The how-to sections of the book are a mixed bag. They reteach simple, if often mystifying, subjects such as fractions and negative numbers, and illustrate doing mathematics by walking through some word problems. Tobias seems unaware of George Polya’s classic introduction to mathematical thinking, How to Solve It (1945, and still in print). Moreover, her understanding of calculus is unfortunately marginal, and her idiosyncratic take on that subject is unlikely to kindle understanding in many readers.

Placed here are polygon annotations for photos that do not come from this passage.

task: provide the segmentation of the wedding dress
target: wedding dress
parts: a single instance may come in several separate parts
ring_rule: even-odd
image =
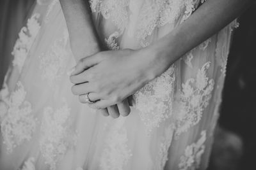
[[[204,1],[90,3],[101,40],[118,50],[164,36]],[[237,26],[188,52],[135,93],[128,117],[113,119],[72,94],[76,62],[60,2],[38,1],[0,92],[0,169],[205,169]]]

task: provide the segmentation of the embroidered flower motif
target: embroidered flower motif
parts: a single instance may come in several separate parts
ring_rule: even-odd
[[[185,150],[184,155],[180,157],[179,164],[180,170],[195,170],[199,168],[201,157],[205,150],[204,143],[206,140],[206,131],[201,132],[201,138],[198,141],[188,146]]]
[[[196,10],[197,1],[198,0],[185,0],[186,11],[181,19],[181,23],[186,20],[191,15],[193,11]]]
[[[108,39],[105,39],[105,42],[107,44],[108,48],[111,50],[118,50],[119,46],[115,42],[115,39],[119,36],[119,32],[116,31],[109,36]]]
[[[90,0],[92,10],[100,13],[105,19],[111,19],[120,32],[128,24],[129,0]]]
[[[21,170],[36,170],[35,167],[35,158],[31,157],[24,164]]]
[[[145,1],[138,17],[136,31],[136,37],[142,45],[156,27],[173,23],[183,6],[184,1],[180,0]]]
[[[193,65],[191,60],[193,58],[193,54],[192,54],[193,50],[189,51],[183,58],[184,62],[185,62],[186,64],[188,65],[190,68],[193,69]]]
[[[148,132],[171,116],[175,83],[174,66],[134,94],[135,107]]]
[[[239,27],[239,23],[237,22],[237,20],[236,19],[232,22],[231,22],[230,26],[231,29],[234,30],[234,29],[237,29]]]
[[[20,81],[8,101],[8,109],[1,124],[3,143],[8,152],[25,140],[29,141],[36,129],[36,121],[31,114],[30,103],[25,101],[26,92]]]
[[[211,43],[211,41],[212,39],[211,38],[208,38],[207,40],[205,40],[199,45],[199,48],[200,50],[202,50],[203,51],[205,50],[206,48],[207,48],[208,45]]]
[[[165,164],[168,160],[168,153],[170,146],[171,145],[173,135],[174,127],[170,125],[165,129],[164,136],[162,137],[161,140],[161,145],[158,157],[156,160],[156,167],[154,169],[162,170],[164,169]]]
[[[12,52],[12,54],[14,56],[12,64],[14,66],[18,67],[20,73],[30,47],[40,28],[38,22],[39,17],[38,13],[35,13],[28,19],[27,26],[22,27],[19,33],[19,39],[16,41],[13,50]]]
[[[9,90],[6,83],[6,78],[2,89],[0,90],[0,122],[6,114],[8,109],[8,102],[9,99]]]
[[[67,103],[58,110],[47,107],[44,111],[40,150],[51,169],[56,169],[58,162],[72,146],[74,136],[70,130],[70,109]]]
[[[106,140],[106,147],[100,159],[100,167],[104,170],[122,170],[132,156],[129,149],[127,132],[124,124],[125,118],[119,118],[110,127]]]
[[[46,12],[45,18],[44,22],[47,23],[49,20],[49,15],[51,12],[52,11],[54,6],[59,2],[59,0],[52,0],[51,3],[47,7],[47,11]]]
[[[214,84],[213,79],[209,80],[206,76],[206,69],[209,67],[210,62],[206,62],[198,71],[196,79],[189,78],[182,83],[180,96],[174,100],[176,138],[199,122],[209,104]]]
[[[65,63],[68,59],[66,45],[68,39],[68,32],[64,30],[63,37],[56,40],[51,49],[40,56],[40,68],[42,71],[42,79],[47,80],[50,86],[65,73]]]

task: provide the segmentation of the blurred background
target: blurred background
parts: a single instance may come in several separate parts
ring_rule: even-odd
[[[35,0],[0,0],[0,87]],[[234,31],[208,170],[256,169],[256,3]]]

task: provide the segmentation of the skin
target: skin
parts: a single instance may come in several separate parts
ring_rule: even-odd
[[[101,51],[102,46],[93,27],[88,1],[60,0],[60,2],[66,20],[71,50],[76,60],[78,62],[84,57]],[[78,97],[80,102],[86,103],[84,100],[86,94],[79,94]],[[124,99],[118,104],[109,105],[98,111],[104,116],[110,115],[113,118],[118,118],[120,115],[127,116],[131,110],[127,99]]]
[[[100,52],[81,59],[71,74],[70,80],[76,84],[73,93],[90,92],[92,99],[98,100],[90,104],[95,108],[120,103],[230,23],[252,2],[207,0],[173,31],[146,48]]]

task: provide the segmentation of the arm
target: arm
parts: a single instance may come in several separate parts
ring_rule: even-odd
[[[100,51],[88,1],[60,0],[76,61]]]
[[[118,103],[161,74],[187,52],[228,25],[252,2],[207,0],[187,20],[146,48],[102,52],[83,59],[72,74],[71,81],[77,83],[81,80],[92,82],[87,85],[87,90],[97,91],[94,97],[100,99],[92,104],[92,107],[104,108]],[[83,92],[76,87],[74,90],[77,94]]]
[[[100,45],[93,27],[88,1],[60,0],[70,35],[70,46],[76,61],[84,56],[99,52]],[[85,83],[86,84],[86,83]],[[83,94],[79,96],[81,103],[86,103]],[[117,106],[99,110],[104,115],[110,114],[116,118],[120,114],[127,116],[130,112],[128,101],[125,99]]]
[[[216,34],[245,10],[252,0],[207,0],[187,20],[147,50],[154,53],[164,68],[154,70],[150,77],[161,74],[170,64]],[[184,43],[186,42],[186,43]],[[168,54],[172,53],[172,57]]]

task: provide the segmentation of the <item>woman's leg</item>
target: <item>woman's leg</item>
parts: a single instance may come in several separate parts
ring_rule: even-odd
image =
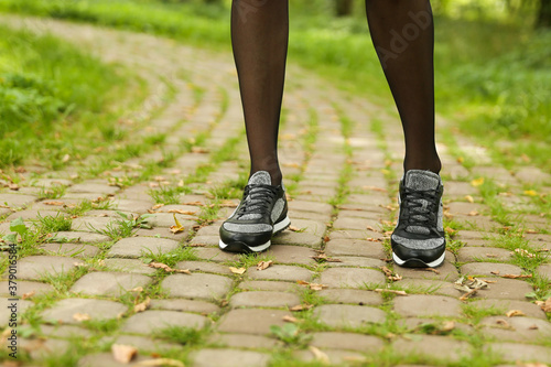
[[[367,19],[406,137],[404,171],[439,173],[434,143],[434,26],[429,0],[366,0]]]
[[[245,111],[251,174],[281,183],[278,128],[289,39],[288,0],[234,0],[231,43]]]
[[[445,257],[441,162],[434,142],[434,26],[429,0],[366,0],[371,37],[406,138],[400,212],[390,242],[403,267]]]

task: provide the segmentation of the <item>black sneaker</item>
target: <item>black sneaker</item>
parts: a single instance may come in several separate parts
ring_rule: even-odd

The most serious failings in these sections of the book are, for want of a better word, cultural. Take, for instance, this howler:

Socrates’s best-known treatise on government . . . starts with an idea, the notion of justice. . . . We might not agree with the definition of justice as it finally emerges from the Dialogue, but we have learned a lot about government from the progress of the debate.

Here Tobias misidentifies both the author and the title of what is arguably the most famous and influential philosophical work in the history of Western thought. More depressing, if possible, is that no one seems to have noticed—not the acquaintances of the author who read the manuscript (we know the names of some, from their endorsements on the jacket and contributions to the text), or the editors at Norton (who let it pass in the first edition, too), or a decadeand-a-half’s worth of presumably grateful readers.

The problem goes deeper than ignorance or complacency. Thus, in a motivational pep talk, Tobias recommends mathematics solely as a booster to one’s prospects for success in the world of affairs, showing no grasp of what it might mean to take possession of so remarkable an intellectual instrument: a body of deductively organized knowledge by which significant, remote, and surprising consequences can be rigorously developed from simple principles.

The wonder inspired by the power of mathematical knowledge has played a remarkable role in the Western tradition—think of Plato, Descartes, Galileo, Newton, Kant. Jacques Barzun recalls the event that marked Thomas Hobbes’s “philosophical awakening”: a chance look at a copy of Euclid that astonished the middle-aged Hobbes into exclaiming, “This can’t be true!”

Our students, of any age, are entitled to that astonishment. But who will teach the teachers? Not all know the value of what they claim to teach, or of the tradition it comes from, and the damage from those failings cannot be measured by standardized tests alone.